Bazıları için geçmişte kalır iyilikler, bazılarıysa bir ömür taşır yanında. Ben taşıyanlardanım. Çünkü bana bir fincan kahve ikram edenin hatırını, kırk yıl değil, bir ömür sayarım. Çünkü kalbime dokunan her iyilik, yüreğimde iz bırakır. O izler, zamanla vefa olur.
Vefa; söz vermek değil, sözü unutmamaktır. Gitmek değil, dönüp bakmaktır. Kalabalıklar arasında kaybolmak değil, bir kişiyi hep hatırlamaktır. Aradan yıllar geçse de hâlini sormaktır, ihtiyaç duymasa da yanında olmaktır. İşte bu yüzden, vefa bir yaka iğnesidir kalbimde: Gösterişli değil ama çok kıymetli. Kimse fark etmese de ben bilirim orada olduğunu.

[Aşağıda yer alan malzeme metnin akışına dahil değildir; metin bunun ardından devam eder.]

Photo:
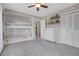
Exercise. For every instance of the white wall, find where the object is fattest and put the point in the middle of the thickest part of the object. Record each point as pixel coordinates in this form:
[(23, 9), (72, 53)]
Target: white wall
[(68, 30), (1, 38), (18, 33)]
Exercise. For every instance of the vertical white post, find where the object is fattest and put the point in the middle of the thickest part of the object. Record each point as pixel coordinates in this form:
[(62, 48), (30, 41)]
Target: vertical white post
[(1, 37)]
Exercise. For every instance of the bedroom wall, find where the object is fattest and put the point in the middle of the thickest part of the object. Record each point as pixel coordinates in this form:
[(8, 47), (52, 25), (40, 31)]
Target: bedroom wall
[(1, 38), (63, 33), (13, 35)]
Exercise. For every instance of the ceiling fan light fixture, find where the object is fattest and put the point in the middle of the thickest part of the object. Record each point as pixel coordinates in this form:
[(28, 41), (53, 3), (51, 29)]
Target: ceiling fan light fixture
[(38, 5)]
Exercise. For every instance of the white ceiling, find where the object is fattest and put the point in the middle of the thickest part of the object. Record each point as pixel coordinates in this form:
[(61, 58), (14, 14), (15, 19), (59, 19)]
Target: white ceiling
[(23, 7)]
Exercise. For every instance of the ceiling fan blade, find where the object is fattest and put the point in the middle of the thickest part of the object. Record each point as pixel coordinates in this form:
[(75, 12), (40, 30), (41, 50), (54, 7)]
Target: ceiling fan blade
[(44, 6), (31, 6), (37, 9)]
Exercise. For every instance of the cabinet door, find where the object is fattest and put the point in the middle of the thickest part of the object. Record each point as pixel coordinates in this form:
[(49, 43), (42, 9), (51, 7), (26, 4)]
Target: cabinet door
[(1, 41)]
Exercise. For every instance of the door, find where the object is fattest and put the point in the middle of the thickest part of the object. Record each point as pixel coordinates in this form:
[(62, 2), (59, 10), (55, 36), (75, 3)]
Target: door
[(38, 29)]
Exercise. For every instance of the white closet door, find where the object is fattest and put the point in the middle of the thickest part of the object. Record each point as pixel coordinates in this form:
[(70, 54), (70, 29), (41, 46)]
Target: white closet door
[(64, 22), (75, 33), (70, 22), (76, 21), (1, 41)]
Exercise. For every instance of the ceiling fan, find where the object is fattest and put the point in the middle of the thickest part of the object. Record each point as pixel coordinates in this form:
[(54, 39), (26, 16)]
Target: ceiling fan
[(38, 5)]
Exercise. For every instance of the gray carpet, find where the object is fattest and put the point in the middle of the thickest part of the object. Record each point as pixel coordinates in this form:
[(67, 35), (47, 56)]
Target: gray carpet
[(39, 48)]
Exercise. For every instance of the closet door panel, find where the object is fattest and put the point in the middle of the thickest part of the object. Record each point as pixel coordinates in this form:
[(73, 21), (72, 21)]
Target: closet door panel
[(76, 21)]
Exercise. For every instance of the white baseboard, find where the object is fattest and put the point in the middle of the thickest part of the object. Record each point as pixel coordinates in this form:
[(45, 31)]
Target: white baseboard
[(17, 41), (1, 49)]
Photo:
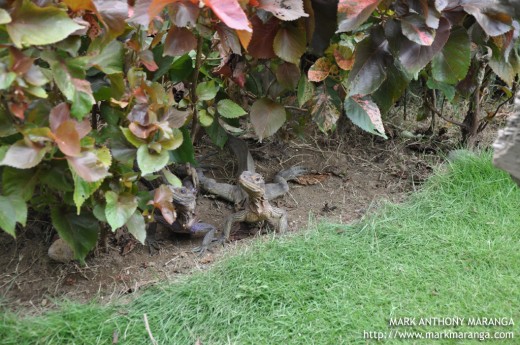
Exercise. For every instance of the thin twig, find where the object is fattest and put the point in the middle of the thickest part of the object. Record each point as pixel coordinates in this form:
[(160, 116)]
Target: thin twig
[(438, 113), (147, 326)]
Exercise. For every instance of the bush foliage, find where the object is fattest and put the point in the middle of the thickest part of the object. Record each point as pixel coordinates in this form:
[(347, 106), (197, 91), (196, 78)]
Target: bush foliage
[(100, 94)]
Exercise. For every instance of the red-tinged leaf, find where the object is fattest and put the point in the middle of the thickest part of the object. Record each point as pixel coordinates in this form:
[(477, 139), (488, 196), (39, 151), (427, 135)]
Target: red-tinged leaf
[(67, 139), (162, 200), (290, 43), (363, 112), (414, 57), (371, 61), (113, 14), (493, 22), (285, 10), (140, 114), (35, 25), (288, 75), (344, 57), (183, 13), (230, 12), (20, 62), (23, 155), (320, 70), (58, 115), (326, 110), (416, 30), (267, 117), (179, 41), (451, 64), (351, 14), (229, 39), (146, 58), (244, 37), (77, 5), (142, 132), (90, 165), (261, 44), (18, 109), (83, 128)]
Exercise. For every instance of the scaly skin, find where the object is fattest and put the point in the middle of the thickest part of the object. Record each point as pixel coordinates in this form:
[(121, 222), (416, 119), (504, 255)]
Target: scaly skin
[(238, 195), (257, 206), (184, 200)]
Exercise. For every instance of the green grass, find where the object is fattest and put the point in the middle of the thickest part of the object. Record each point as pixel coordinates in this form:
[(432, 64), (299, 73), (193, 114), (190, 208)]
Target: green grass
[(453, 249)]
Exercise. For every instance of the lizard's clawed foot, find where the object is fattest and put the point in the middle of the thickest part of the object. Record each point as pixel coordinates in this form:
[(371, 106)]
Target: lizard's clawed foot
[(292, 173)]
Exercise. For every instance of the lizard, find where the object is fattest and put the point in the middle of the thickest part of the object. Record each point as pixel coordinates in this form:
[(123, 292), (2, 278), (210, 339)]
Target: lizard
[(257, 206), (237, 195), (184, 200)]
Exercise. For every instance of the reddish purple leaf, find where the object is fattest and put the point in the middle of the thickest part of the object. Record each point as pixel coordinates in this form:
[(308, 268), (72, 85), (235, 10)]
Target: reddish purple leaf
[(179, 41), (493, 22), (416, 30), (230, 12), (89, 166), (183, 13), (67, 138), (261, 44), (319, 70), (351, 14), (288, 75), (58, 115), (371, 61), (23, 154), (286, 10)]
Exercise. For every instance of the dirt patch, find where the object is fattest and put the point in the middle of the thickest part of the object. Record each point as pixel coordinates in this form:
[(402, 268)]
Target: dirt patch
[(351, 173)]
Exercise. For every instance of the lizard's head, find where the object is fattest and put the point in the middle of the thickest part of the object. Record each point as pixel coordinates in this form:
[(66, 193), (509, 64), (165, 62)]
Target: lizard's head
[(184, 196), (252, 183)]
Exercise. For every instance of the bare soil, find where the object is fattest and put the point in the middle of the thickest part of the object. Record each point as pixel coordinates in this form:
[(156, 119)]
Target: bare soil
[(352, 173)]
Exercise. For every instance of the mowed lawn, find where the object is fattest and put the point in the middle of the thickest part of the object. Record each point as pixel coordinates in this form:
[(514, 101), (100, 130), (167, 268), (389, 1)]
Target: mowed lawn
[(451, 251)]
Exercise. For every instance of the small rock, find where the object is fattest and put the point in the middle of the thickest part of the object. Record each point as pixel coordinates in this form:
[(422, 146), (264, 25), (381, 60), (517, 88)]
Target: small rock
[(60, 251)]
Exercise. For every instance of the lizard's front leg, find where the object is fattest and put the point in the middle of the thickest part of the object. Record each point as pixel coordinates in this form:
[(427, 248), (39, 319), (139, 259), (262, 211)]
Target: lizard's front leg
[(208, 238), (240, 216)]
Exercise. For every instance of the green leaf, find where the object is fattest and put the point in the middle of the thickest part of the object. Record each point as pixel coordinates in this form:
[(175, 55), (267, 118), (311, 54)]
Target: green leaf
[(217, 134), (229, 109), (205, 118), (290, 43), (184, 153), (7, 221), (174, 141), (119, 208), (151, 162), (4, 17), (305, 90), (19, 182), (6, 79), (108, 59), (171, 178), (447, 89), (327, 108), (23, 155), (181, 68), (20, 209), (137, 227), (83, 190), (131, 138), (79, 231), (451, 64), (364, 113), (207, 90), (34, 25), (267, 116)]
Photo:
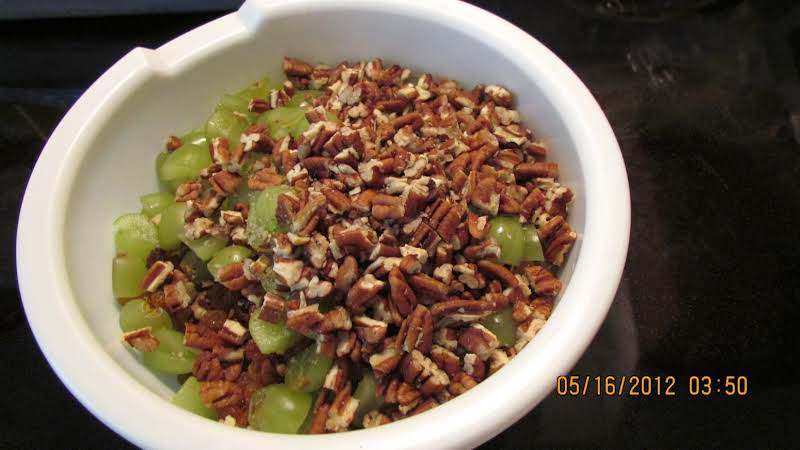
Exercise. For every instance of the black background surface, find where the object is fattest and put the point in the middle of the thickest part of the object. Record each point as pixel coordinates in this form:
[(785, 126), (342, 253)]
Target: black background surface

Günümüz dünyasında çıkarlar, ilişkileri belirliyor. Menfaat bittiğinde insanlar da gidiyor ama vefa öyle değil. Vefa, gönülden gönüle kurulan görünmez bir köprü. Sessizdir, alçakgönüllüdür ama çok güçlüdür.
Ben vefayı; bir dostun beklenmedik ziyaretinde, bir öğretmenin yıllar sonra alınan hayır duasında, yaşlı bir komşunun hâlini hatırını sormakta gördüm. Ve her defasında anladım: Vefa, insan kalabilmenin en güzel hâlidir.
O yüzden, ne zaman iyiliğe rastlasam, onu yüreğimin en güzel köşesine iliştiririm. Tıpkı bir yaka iğnesi gibi… Kalbimin tam üstüne.